Q, How many penalty points and what sort of fine am I likely to get for my offence?
A, It is impossible for us to say what the likely number of penalty points and the amount of the fine you will get for any particular offence. Much depends on the facts of the offence, the aggravating and mitigating factors and, as far as your fine is concerned, what you income and outgoings are. There are maximum and minimum penalty points and fines for most offences however and the Magistrates have sentencing guidelines to apply. Your Law Solution can therefore give you a range within which your fine and penalty points are likely to fall and can tell you whether your offence is likely to be considered to be serious by the magistrates.

Q, Should I plead guilty by post or attend in person?
A, Again, there is no hard and fast rule on this. It depends on the nature of the offence and the likely sentence you might get. As a general rule, however, magistrates do prefer Defendants to be present. If there is a possibility that you will be disqualified from driving the magistrates will compel you attend.

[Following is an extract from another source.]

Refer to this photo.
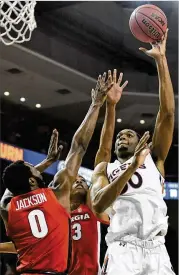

Q, Should I get legal representation?
A, It is perfectly possible for you to represent yourself at hearings before the magistrates. On some smaller charges it would probably be more cost efficient for you to do so. Many people prefer the reassurance of having a representative with you who is used to the court procedure and practice. Ultimately the decision is a matter for you.

Q, SPECS hoax Emails - Where are the specs sites..
To find out where all the SPEC cameras are operating see http://www.speedcheck.co.uk

Q, I have been flashed by a speed camera, what happens next, 14 Day Rule.
The Police have 14 days to send you a Notice of Intended Prosecution (NIP). They also get an allowance of a couple of days for the post to deliver it. So if its more than 17 days since you were flashed they are too late to prosecute you, unless you were driving a company car, hire car or someone else's car. In these circumstances they are allowed more time to track you down.

Q, The Notice of Intended Prosecution (NIP) arrived outside of the "14" day period.
You should be able to get the prosecution dropped.

Q, What is the time limit, within which you can be prosecuted.
The police have to serve a summons on the defendant within 6 months of the date on which the prosecutor (normally the CPS) certify that they have collated enough evidence to bring a charge. This does not mean that the police have 6 months from the date of the offence to charge the accused.

Q, I was caught by an illegally parked police vehicle that was operating a speed trap can they do this.
When gathering evidence, they are excused under the Road Traffic Act.